Aljabar Boolean adalah teknik menghitung dalam bilangan binary seperti 101010111. Proses konversi dari desimal ke binary sudah tidak perlu kita pikirkan lagi karena sudah dibantu menggunakan kalkulator yang ada di SO Windows.

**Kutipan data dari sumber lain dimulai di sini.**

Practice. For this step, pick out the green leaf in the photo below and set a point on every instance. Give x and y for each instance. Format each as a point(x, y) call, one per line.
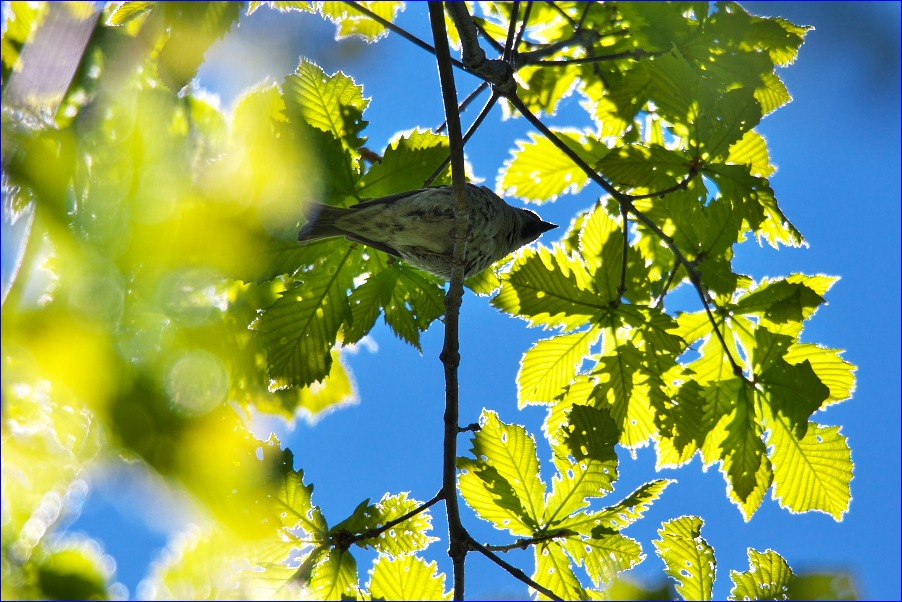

Dari sekian banyak fungsi yang ada di aljabar boolean, seperti and, or, xor, not dan lain-lain, untuk keperluan teknik routing di Internet, kita hanya memerlukan fungsi “dan” atau “and.” Contoh:
1 and 1 = 1
1 and 0 = 0
0 and 1 = 0
0 and 0 = 0
atau yang lebih kompleks:
11001010.10011111.00010111.00101101
di AND dengan
11111111.11111111.11111111.00000000
menjadi
11001010.10011111.00010111.00000000

Tidak percaya?
Coba saja masukkan angka-angka di atas ke kalkulator Windows, atau mungkin juga di SO lain, anda akan memperoleh hasil persis seperti tertera di atas.
Pusing?
Mari kita konversikan bilangan binary di atas menjadi bilangan desimal supaya anda tidak terlalu pusing melihat angka 10101 dan sebagainya.
Dalam notasi desimal, kalimat di atas menjadi, 202.159.23.45 di AND dengan 255.255.255.0 menjadi 202.159.23.0 Cukup familiar, khan?
Coba perhatikan nilai-nilai alamat IP yang bisa kita masukan di Start → Settings → Control Panel → Network → TCP/IP Properties (Win98), atau dengan klik kanan network neighborhood à properties à di menu Configuration pilih TCP/IP (Win98),   My Network Place di Win2000 atau WinXP, trus pilih Propertis à Local Area Connection (Oh..ya icon Network ini hanya ada di desktop Window apabila komputer anda telah memiliki LAN Card atau Network Adapter).
Kalau kita perhatikan baik-baik maka panjang sebuah alamat IP adalah 32 bit, yang dibagi dalam empat segmen  yang di beri tanda titik “.” antar segmennya. Artinya setiap segmen terdapat 8 bit.

IP ADDRESS Versi 4


IP ADDRESS Versi 4


IP Address merupakan pengenal yang digunakan umtuk memberi alamat pada tiap-tiap komputer dalam jaringan. Format IP address adalah bilangan 32 bit yang tiap 8 bitnya dipisahkan oleh tanda titik. Adapun format IP Address dapat berupa bentuk ‘biner’ (xxxxxxxx.xxxxxxxx.xxxxxxxx.xxxxxxxx dengan x merupakan bilangan biner). Atau dengan bentuk empat bilangan desimal yang masing-masing dipisahkan oleh titik  bentuk ini dikenal dengan ‘dotted decimal’ (xxx.xxx.xxx.xxx adapun xxx merupakan nilai dari satu oktet/delapan bit).
           
Sebelumnya dikenal cara-cara pembagian IP Address, dimana IP address (yang berjumlah sekitar 4 milyar) dibagi kedalam lima kelas yakni:
            
Kelas A
Format             : 0nnnnnnn.hhhhhhhh.hhhhhhhh.hhhhhhhh
Bit pertama     : 0
Panjang NetID   : 8  bit
Panjang HostID : 24 bit
Byte pertama  : 0-127
Jumlah            : 126 Kelas A (0 dan 127 dicadangkan)
Range IP          : 1.xxx.xxx.xxx sampai 126.xxx.xxx.xxx
Jumlah IP        : 16.777.214 IP Address pada setiap Kelas A
Dekripsi           : Diberikan untuk jaringan dengan jumlah host yang besar

Kelas B
Format             : 10nnnnnn.nnnnnnnn.hhhhhhhh.hhhhhhhh
Bit pertama     : 10
Panjang NetID    : 16 bit
Panjang HostID  : 16 bit
Byte pertama  : 128-191
Jumlah            : 16.384 Kelas B
Range IP          : 128.0.xxx.xxx sampai 191.155.xxx.xxx
Jumlah IP        : 65.532 IP Address pada setiap Kelas B
Deskripsi         : Dialokasikan untuk jaringan besar dan sedang


Kelas C
Format             : 110nnnnn.nnnnnnnn.nnnnnnnn.hhhhhhhh
Bit pertama     : 110
Panjang NetID   : 24 bit
Panjang HostID : 8 bit
Byte pertama  : 192-223
Jumlah            : 2.097.152 Kelas C
Range IP          : 1.xxx.xxx.xxx sampai 223.255.255.xxx
Jumlah IP        : 254 IP Address pada setiap Kelas C
Deskripsi         : Digunakan untuk jaringan berukuran kecil

Kelas D
Format             : 1110mmmm.mmmmmmm. mmmmmmm. mmmmmmm
Bit pertama     : 1110
Bit multicast   : 28 bit
Byte inisial      : 224-247
Deskripsi         : Kelas D digunakan untuk keperluan IP multicasting (RFC 1112)

Kelas E
Format             : 1111rrrr.rrrrrrrr. rrrrrrrr. rrrrrrrr
Bit pertama     : 1111
Bit cadangan  : 28 bit
Byte inisial      : 248-255
Deskripsi         : Kelas E dicadangkan untuk keperluan eksperimental.